Kicking the Can on Government Funding with Emergency Aid
It’s a positive sign that Congress avoided an unnecessary and wasteful government shutdown this weekend. But the work to responsibly fund the government for the next fiscal year remains. Meanwhile the bigger fiscal challenge – growing debt and rising interest costs – continues to worsen.
As I predicted about six weeks ago, Congress would likely punt on funding the government in full by the statutory deadline of October 1, due to deep divisions over discretionary spending levels, how to fund federal disaster relief accounts, and whether to provide additional emergency spending for Ukraine.
Now they’ve done it, punting this fight to the Friday before Thanksgiving, once again pushing lawmakers up against a holiday deadline. This is an old story in Washington that continues to repeat itself. There’s nothing quite like deadline pressure to persuade legislators to let bad policy slide.

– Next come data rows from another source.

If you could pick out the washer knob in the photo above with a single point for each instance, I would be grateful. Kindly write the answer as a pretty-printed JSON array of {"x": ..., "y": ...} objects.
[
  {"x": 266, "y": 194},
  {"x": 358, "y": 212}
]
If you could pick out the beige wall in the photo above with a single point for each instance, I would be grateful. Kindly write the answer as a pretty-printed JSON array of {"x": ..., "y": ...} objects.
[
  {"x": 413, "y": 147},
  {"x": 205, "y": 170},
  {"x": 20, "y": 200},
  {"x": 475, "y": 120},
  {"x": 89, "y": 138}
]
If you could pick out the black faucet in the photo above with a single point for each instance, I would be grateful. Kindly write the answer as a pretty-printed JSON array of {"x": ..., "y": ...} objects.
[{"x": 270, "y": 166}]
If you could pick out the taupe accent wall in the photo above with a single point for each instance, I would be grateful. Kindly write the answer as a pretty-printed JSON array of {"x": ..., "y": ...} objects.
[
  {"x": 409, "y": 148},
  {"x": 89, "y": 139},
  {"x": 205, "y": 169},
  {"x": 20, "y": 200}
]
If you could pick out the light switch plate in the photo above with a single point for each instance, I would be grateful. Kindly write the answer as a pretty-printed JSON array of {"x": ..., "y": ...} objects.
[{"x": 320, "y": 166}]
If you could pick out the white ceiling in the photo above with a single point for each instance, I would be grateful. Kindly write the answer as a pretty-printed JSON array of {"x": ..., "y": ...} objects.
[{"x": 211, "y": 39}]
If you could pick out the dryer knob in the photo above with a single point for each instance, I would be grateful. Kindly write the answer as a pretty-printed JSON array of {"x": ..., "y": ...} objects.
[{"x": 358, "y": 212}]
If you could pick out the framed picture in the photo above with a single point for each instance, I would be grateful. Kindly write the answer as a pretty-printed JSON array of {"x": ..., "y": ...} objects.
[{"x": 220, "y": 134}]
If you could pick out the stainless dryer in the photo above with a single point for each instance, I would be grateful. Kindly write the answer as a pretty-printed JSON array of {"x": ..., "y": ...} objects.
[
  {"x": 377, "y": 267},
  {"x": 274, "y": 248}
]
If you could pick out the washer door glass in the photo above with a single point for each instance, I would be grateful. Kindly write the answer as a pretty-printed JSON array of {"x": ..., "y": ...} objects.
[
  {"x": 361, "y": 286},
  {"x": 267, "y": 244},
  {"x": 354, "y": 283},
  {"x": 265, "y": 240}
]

It’s not a completely clean continuing resolution, as Congress added $16 billion in emergency designated spending to shore up federal disaster accounts. This new deficit spending is in addition to the spending caps Congress agreed to in the debt limit deal (FRA, Fiscal Responsibility Act) to primarily cover a pre‐existing Federal Emergency Management Agency (FEMA) budget shortfall that legislators knew about for many months. FEMA’s disaster accounts should be fully budgeted for under existing spending caps, not rely on a separate deficit funding stream because it’s more convenient for Congress to spend more than to cut wasteful and ineffective federal spending in other parts of the budget. Congress once again took the easy way out.
Congress should adhere to the spending caps agreed to in the debt limit deal without phony budget gimmicks and without blowing the budget by designating regular funding as if it were for emergencies.
More importantly, Congress must get serious about addressing the unsustainable growth in the U.S. debt that’s almost entirely driven by increases in health care, Social Security, and interest costs. Just last week, the interest rate on the 10‐year Treasury bond reached 4.5% for the first time since 2007, driving up the cost of federal debt servicing—a debt that’s now as large as the entire U.S. economy and growing at a dangerous rate.
Under current projections, the federal government will seek to borrow in excess of four times the amount of debt, in just the next 30 years, as the United States has borrowed over its entire history ($120 trillion versus $26 trillion in publicly held debt).
While controlling discretionary spending, which funds a declining share (now 27 percent) of the federal government’s activities, is important, the ongoing government funding debate, which will resume in earnest before the November 17 shutdown deadline, is largely symbolic. America’s biggest fiscal challenge lies in the unchecked growth of federal health care and old‐age entitlement programs.
Repeated shutdown fights and continuing resolutions have gotten us no closer to reforming Social Security and Medicare, which are responsible for 95 percent of long‐term unfunded obligations.
A nonpartisan commission, modeled after the successful Base Realignment and Closure Commission (BRAC), is our best hope for reining in unsustainable health care and Social Security spending growth, before a severe debt crisis forces more drastic and painful measures.